Autre malaise, celui qu’il éprouve à voyager en coche : c’est là qu’il tisse enfin le lien avec le titre du chapitre, p.40. 

. Par association d’idées, M en vient à souhaiter « dire ici l’infinie variété que les histoires nous présentent de l’usage des coches au service de la guerre ». Puis, des « coches guerriers », il passe aux chars royaux et impériaux, notamment dans la Rome antique, p.41-42. 

Nouvelle digression : il se met à réfléchir sur le bien-fondé de la libéralité royale, ce qui le ramène finalement aux somptueuses dépenses des empereurs romains, et surtout aux spectacles, p.42-50. 

. Or, dans ces spectacles, il convient d’admirer non pas la dépense, mais « l’invention et la nouveauté » qui révèlent surtout les limites de notre connaissance : on rejoint ici le point de départ de la réflexion sur les « causes », p.50-52. 

. De même, c’est en raison de ces limites que nous concluons aujourd’hui à la décrépitude du monde à cause de notre propre décrépitude, tout comme Lucrèce croyait assister à la naissance du monde en raison des « nouveautés et inventions » dont il était témoin, p.52. 

. Le développement sur le Nouveau Monde, qui occupe le dernier tiers de l’essai, est amené, par association d’idées, par l’opposition du vieux et du jeune monde (plan du passage à noter).
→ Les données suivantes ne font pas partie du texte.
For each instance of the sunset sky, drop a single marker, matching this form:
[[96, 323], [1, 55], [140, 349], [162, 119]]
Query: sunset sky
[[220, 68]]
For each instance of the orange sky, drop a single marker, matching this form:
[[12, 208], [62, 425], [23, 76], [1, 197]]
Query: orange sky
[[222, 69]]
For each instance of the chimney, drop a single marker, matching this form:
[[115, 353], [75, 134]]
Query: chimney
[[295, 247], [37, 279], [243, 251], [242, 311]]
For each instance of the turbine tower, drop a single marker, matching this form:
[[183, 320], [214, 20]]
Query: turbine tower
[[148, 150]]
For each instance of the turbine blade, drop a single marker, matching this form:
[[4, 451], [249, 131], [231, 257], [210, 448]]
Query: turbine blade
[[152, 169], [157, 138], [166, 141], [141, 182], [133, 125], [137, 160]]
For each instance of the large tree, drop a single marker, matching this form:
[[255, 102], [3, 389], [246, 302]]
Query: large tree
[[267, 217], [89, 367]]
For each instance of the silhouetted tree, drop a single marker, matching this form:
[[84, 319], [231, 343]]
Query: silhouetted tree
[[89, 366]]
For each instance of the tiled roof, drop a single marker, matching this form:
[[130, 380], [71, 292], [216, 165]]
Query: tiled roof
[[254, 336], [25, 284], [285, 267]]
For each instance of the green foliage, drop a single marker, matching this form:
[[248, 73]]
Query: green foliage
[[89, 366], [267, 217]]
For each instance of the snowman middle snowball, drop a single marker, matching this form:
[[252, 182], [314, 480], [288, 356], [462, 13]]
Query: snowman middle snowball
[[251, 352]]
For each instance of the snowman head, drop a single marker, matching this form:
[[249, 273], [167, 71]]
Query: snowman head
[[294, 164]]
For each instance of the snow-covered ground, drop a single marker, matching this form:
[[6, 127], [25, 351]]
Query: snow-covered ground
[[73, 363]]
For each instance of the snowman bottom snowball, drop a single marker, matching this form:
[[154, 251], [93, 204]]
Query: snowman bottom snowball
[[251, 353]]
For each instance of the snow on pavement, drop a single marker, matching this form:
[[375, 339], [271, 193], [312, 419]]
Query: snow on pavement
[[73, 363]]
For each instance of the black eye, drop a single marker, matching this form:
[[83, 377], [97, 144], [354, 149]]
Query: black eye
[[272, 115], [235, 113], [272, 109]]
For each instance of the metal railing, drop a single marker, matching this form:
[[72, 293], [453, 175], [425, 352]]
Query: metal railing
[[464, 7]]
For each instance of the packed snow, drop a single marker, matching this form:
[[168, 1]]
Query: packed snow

Ce n’est que quelques lignes avant la fin que Montaigne semble revenir au sujet annoncé par le titre du chapitre : « Retombons à nos coches. » Mais c’est pour dire que des coches, ces hommes n’en ont pas ! p.52-64 (notes 3, p.58 et 6-7, p.61 importantes).

Les Incas (dernier roi, Atahualpa, Pérou, Cusco) et Aztèques (dernier roi, Cuauhtémoc, Mexico) : connaissances tirées de la lecture de Lopez de Gomara.
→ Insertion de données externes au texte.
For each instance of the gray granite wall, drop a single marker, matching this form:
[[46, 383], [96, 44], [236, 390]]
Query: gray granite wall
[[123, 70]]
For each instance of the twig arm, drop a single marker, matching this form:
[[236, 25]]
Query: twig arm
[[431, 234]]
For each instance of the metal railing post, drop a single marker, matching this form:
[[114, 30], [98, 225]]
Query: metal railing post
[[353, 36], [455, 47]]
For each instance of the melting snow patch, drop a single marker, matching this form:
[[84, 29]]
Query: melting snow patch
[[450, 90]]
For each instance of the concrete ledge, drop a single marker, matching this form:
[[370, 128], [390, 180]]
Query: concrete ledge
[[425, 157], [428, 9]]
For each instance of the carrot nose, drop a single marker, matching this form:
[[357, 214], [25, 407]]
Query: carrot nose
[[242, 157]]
. Montaigne développe les qualités morales, artistiques et techniques des Amérindiens, mais aussi les ruses et les mensonges employés par les conquistadors pour tromper et mieux dominer. Par ailleurs, il explique que la nouveauté des chevaux, des armures et des armes à feu avait de quoi déconcerter ces peuples. Même César, le grand général antique, aurait craint ces phénomènes nouveaux, p.56.

. Les indiens se sont illustrés par leur courage pour se défendre et leur préférence pour la mort plutôt que pour la défaite ou la servitude. Beaucoup se sont laissés mourir. Hypothèse ou regret émis : si cette conquête avait eu lieu sous Alexandre le grand ou sous les Romains, ces peuples n’auraient pas été exterminés, mais assimilés. Montaigne marque une forte indignation, p.57. 
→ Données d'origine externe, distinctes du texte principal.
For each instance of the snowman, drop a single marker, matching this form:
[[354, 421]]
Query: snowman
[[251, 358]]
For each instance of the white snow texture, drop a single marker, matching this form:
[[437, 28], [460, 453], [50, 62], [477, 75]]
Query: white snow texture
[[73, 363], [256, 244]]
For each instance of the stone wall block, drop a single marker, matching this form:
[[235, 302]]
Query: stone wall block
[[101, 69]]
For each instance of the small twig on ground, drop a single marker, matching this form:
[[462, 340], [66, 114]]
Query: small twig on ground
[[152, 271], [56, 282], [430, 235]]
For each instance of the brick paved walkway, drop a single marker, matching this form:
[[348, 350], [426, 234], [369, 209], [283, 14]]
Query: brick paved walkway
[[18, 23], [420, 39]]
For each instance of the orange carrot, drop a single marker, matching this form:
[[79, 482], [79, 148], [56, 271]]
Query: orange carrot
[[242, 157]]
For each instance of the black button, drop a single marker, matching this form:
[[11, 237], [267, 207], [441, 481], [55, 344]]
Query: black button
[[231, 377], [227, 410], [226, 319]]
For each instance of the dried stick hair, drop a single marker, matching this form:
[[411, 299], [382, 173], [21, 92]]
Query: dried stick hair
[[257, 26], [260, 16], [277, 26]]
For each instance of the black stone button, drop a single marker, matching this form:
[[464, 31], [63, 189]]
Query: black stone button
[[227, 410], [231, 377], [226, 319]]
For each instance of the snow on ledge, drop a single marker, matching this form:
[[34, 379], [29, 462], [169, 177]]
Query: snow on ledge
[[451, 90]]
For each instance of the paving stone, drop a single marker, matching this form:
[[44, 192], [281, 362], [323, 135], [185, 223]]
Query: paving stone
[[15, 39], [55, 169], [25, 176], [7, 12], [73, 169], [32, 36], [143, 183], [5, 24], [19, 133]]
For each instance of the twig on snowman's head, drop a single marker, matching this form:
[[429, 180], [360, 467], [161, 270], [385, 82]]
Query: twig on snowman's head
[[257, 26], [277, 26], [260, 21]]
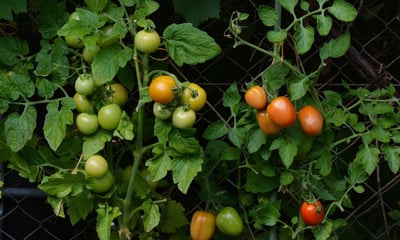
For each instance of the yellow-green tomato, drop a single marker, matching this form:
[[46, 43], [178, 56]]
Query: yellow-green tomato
[[147, 41], [109, 116], [102, 184], [87, 123], [96, 166], [229, 222], [82, 103]]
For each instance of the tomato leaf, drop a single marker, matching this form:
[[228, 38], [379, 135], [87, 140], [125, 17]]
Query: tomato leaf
[[56, 121], [151, 216], [303, 37], [187, 44], [343, 10], [185, 168], [172, 217], [108, 61], [335, 48], [96, 142], [105, 216], [266, 214], [197, 11], [268, 15], [392, 156], [18, 129]]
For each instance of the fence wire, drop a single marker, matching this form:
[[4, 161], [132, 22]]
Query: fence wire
[[372, 61]]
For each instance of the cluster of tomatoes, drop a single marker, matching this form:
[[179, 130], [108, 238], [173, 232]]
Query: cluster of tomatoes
[[203, 223], [281, 113], [108, 116], [176, 101]]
. Il expose divers mensonges et ruses utilisés par les conquistadors et les réponses sensées des Amérindiens, p.58-59. 

. Arrestation et exécution d’Atahualpa, p.59-60.

. Arrestation et torture de Cuauhtémoc, p.60-61.

. Récits rapportés par les conquistadors eux-mêmes qui n’éprouvent ni honte ni remords, mais fierté et gloire. 

Constat amer de Montaigne : les conquistadors, sur place, ont fini par s’entredévorer dans des guerres intestines et de nombreux convois marchands ont fait naufrage : punition divine selon l’auteur, p.62. 

. L’or n’est utilisé chez les Incas et les Aztèques que pour la décoration des palais ; il n’a pas de valeur marchande, p.63.

. Époque terrible : en Europe, comme en Amérique, on croit à la fin du monde et à l’Apocalypse (arrivée du 5ème âge chez les Incas et Aztèques). 

Conclusion : retour au début du chapitre et au titre. Montaigne revient sur le luxe et la magnificence des coches pour évoquer les moyens de transports Aztèques et Incas : pas de monture, pas de charriot, mais des porteurs et des chaises à porteur, p.64.